北京五輪 聖火リレー
北京五輪聖火妨害 中国内外で抗議拡大
北京五輪の聖火リレー妨害など、チベット騒乱をきっかけに強まる中国批判に対抗し、中国人による欧米への抗議行動が拡大している。十九日には、国内外で大規模なデモが計画されている。中国当局は愛国感情に配慮して黙認しているとみられ、日中関係筋は「二〇〇五年四月の反日デモの時と状況が似てきた」と警戒する。
「チベット独立分子を支持している」などとして、不買運動の標的にされたフランス系スーパー「カルフール」への抗議行動は中国全土に広がっている。
雲南省昆明のカルフール店舗前には十七日、二百人以上の市民が集結。「カルフール商品をボイコットしよう」と訴え、買い物客を「売国奴」とののしったという。
十九日には、湖北省武漢で三百人規模のデモが計画される。カルフール店舗前やフランス領事館前で、フランス国旗を燃やすとの情報もある。

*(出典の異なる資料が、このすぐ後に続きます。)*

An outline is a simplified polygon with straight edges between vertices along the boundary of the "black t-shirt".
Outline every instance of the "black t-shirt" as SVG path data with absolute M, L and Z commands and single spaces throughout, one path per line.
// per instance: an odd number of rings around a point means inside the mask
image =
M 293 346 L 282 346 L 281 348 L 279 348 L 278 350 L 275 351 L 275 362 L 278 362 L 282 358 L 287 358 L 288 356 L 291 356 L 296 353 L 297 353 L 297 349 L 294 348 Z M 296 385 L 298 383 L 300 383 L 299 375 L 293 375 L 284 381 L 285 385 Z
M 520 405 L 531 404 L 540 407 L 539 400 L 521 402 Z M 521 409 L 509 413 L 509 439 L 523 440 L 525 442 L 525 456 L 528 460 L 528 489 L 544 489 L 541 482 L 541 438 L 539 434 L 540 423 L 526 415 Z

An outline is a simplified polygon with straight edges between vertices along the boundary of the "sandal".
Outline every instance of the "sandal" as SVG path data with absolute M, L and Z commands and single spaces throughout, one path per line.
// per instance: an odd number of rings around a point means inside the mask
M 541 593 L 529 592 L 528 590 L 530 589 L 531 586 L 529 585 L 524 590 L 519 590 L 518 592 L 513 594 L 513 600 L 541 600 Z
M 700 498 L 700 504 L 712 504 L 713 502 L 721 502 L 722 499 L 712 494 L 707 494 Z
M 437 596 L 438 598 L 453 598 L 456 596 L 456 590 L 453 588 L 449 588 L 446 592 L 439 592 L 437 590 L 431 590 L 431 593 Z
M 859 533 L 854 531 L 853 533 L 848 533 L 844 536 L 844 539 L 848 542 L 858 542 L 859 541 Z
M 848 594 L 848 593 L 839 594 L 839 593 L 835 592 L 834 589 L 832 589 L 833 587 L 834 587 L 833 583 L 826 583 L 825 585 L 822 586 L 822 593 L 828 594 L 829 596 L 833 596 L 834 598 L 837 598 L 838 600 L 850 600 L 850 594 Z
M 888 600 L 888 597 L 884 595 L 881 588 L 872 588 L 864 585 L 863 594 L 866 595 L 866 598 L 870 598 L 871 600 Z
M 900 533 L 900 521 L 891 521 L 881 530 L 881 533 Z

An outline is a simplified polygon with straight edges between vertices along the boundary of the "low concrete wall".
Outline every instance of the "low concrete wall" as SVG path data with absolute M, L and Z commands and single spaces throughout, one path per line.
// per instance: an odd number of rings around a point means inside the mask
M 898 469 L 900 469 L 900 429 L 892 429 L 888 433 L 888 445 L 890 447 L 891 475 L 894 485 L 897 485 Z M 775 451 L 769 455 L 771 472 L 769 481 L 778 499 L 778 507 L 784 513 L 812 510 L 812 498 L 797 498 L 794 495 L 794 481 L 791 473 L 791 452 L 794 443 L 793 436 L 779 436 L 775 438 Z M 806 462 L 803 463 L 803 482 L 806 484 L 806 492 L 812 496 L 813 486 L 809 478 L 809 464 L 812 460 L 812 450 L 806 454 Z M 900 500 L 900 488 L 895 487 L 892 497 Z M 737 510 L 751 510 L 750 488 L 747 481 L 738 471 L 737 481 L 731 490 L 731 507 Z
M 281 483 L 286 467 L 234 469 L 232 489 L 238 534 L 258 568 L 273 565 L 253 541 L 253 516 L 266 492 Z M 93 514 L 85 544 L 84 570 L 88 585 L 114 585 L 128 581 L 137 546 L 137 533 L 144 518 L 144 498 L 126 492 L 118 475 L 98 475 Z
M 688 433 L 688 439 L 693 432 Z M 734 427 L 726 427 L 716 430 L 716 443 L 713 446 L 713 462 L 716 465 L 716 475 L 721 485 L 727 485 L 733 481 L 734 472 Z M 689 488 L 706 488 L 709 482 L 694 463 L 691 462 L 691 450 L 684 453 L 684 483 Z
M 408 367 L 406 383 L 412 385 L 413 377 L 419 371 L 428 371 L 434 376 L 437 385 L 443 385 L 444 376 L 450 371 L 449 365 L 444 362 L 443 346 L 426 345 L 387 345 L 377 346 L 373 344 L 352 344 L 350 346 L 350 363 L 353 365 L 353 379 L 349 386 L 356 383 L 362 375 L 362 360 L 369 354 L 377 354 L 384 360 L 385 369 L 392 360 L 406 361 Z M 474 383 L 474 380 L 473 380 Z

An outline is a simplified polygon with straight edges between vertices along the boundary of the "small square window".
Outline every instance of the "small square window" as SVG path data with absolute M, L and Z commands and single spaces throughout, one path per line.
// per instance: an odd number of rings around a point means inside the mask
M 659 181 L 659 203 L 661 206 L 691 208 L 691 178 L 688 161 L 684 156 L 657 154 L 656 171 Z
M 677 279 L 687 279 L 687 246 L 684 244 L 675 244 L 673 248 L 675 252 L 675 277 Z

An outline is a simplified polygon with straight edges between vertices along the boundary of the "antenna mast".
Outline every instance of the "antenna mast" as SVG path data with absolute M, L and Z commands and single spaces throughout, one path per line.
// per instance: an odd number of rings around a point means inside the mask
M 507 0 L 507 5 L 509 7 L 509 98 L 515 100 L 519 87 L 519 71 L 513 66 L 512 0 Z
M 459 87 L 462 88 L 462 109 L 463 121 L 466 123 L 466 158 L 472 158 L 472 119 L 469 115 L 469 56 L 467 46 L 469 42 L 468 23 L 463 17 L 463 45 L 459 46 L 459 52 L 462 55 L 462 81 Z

中国メディアによると、同日はパリ、ロンドン、ロサンゼルスなどでも在留中国人が一斉にデモを行う予定。参加者は一万人を超す見通しで、「西側メディアの偏向報道やチベット独立分子の五輪破壊行為」に抗議するという。
抗議行動について中国外務省は「自発的なものであり、いずれも理由がある」と理解を示す。
一方、有力紙の中国青年報は十七日、カルフールの不買運動について「気持ちは分かるが、理性的ではない」と、自制を求める論評を掲載した。
〇五年四月の反日デモは、日本の国連安全保障理事会常任理事国入りの動きをきっかけに発生。中国全土に拡大し、日系の商業施設襲撃などが続発した。今回も同様の事態が懸念されている。